The menu incorporates family recipes “which have been handed down over the generations and protected orally, because many in past generations were illiterate,” said Ayyad, whose mother grew up in Jericho. Her rubs and marinades for the rotisserie chicken and kebabs are closely guarded secrets, but the spice mixture that infuses Zaki’s chicken, beef, and lamb shawermas — served on plates, in wraps, and in omelets — features cinnamon, cumin, and anise, all imported from Syria “because we want to keep the taste as authentic as possible.”
His maternal grandfather was Moroccan, “which brings a little North African influence to some of our dishes” — such as the shakshuka, which is prepared here Moroccan-style, with fresh tomatoes. Another house specialty is Jordan’s national dish, mensaf: rice-topped flatbread served with a lamb-yogurt stew. Lebanese mujadara is a cumin-perfumed magic mountain of spiced rice, slivered almonds, and poached green lentils. Topped with sweet caramelized onion rings, it typifies the kind of protein-rich, flavorful meatless meal that hippies tried for years and usually failed to emulate.
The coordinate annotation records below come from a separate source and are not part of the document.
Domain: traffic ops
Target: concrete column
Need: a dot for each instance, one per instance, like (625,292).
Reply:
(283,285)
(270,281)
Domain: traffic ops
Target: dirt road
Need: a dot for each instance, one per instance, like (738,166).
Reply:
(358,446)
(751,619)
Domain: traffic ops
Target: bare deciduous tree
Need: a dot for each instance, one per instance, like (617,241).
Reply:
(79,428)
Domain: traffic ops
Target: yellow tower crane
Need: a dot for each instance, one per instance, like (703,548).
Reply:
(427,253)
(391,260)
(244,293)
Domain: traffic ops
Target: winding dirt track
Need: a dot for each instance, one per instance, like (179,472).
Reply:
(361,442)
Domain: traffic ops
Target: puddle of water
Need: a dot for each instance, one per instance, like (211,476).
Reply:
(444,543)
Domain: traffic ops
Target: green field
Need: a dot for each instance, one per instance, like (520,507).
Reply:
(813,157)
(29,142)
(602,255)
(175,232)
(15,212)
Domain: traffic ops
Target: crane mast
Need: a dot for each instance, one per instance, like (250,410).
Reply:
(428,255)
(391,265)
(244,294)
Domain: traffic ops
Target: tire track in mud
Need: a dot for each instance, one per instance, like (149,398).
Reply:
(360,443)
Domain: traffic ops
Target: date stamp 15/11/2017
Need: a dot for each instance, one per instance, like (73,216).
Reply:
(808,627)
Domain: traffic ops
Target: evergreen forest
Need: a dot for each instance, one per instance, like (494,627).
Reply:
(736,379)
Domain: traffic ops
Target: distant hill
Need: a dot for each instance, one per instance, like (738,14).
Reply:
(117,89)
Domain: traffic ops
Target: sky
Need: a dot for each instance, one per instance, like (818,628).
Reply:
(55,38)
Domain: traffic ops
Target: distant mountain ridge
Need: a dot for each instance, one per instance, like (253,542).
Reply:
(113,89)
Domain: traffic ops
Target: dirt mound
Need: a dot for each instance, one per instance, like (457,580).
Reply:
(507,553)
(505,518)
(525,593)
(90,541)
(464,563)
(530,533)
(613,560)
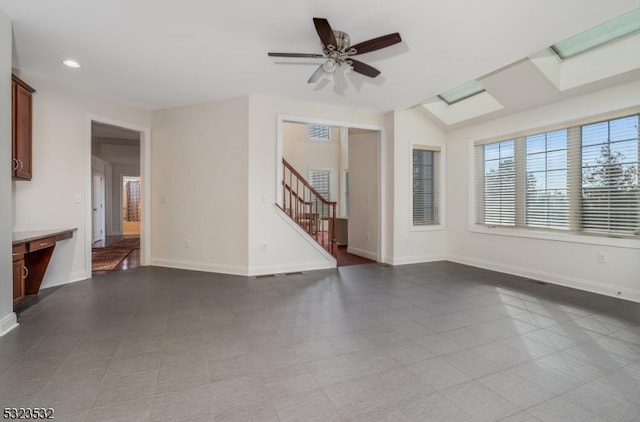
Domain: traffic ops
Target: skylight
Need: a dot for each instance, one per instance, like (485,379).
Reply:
(461,92)
(599,35)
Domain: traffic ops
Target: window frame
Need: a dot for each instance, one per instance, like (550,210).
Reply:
(310,129)
(439,201)
(542,232)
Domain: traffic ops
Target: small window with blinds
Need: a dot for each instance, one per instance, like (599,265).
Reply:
(426,209)
(320,180)
(582,179)
(319,132)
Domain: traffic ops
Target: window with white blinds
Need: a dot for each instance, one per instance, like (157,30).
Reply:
(320,180)
(426,202)
(319,132)
(582,178)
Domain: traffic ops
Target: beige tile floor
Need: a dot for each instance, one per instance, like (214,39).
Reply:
(426,342)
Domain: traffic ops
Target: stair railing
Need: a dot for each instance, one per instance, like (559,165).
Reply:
(308,208)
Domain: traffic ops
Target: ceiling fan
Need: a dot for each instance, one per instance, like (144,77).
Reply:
(338,51)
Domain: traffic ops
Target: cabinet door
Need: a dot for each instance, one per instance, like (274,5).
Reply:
(21,132)
(18,281)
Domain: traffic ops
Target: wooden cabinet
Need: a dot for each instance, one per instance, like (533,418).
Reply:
(21,109)
(19,273)
(32,252)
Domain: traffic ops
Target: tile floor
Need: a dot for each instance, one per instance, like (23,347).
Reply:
(428,342)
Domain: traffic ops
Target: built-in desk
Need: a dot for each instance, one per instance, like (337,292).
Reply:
(32,252)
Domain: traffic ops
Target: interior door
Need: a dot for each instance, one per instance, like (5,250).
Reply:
(97,201)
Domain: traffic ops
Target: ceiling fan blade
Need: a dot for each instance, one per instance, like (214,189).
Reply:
(316,75)
(377,43)
(325,32)
(304,55)
(364,68)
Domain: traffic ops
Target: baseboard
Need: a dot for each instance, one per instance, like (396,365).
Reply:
(289,268)
(417,259)
(8,323)
(361,252)
(199,266)
(59,281)
(572,282)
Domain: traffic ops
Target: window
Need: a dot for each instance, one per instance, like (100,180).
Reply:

Two starters are high points: Spheeha are palm-size pizzas topped with almond wedges, hummus drizzles, and cinnamon-spiked ground lamb. Their chewy dough evokes Navajo fry bread. Kibbeh — lamb/olive/onion-stuffed bulgur croquettes — look like taut little torpedoes, served in a star formation, augmented with lemon chunks. Squirt lemon juice onto this classic food (you’ll never want French fries again) to understand the Levantines’ love of extremes. What could be sourer than lemons, hotter than harissa, sweeter than baklava? Who else would know how to serve them side by side? After a meal here, other food seems to be simply missing something.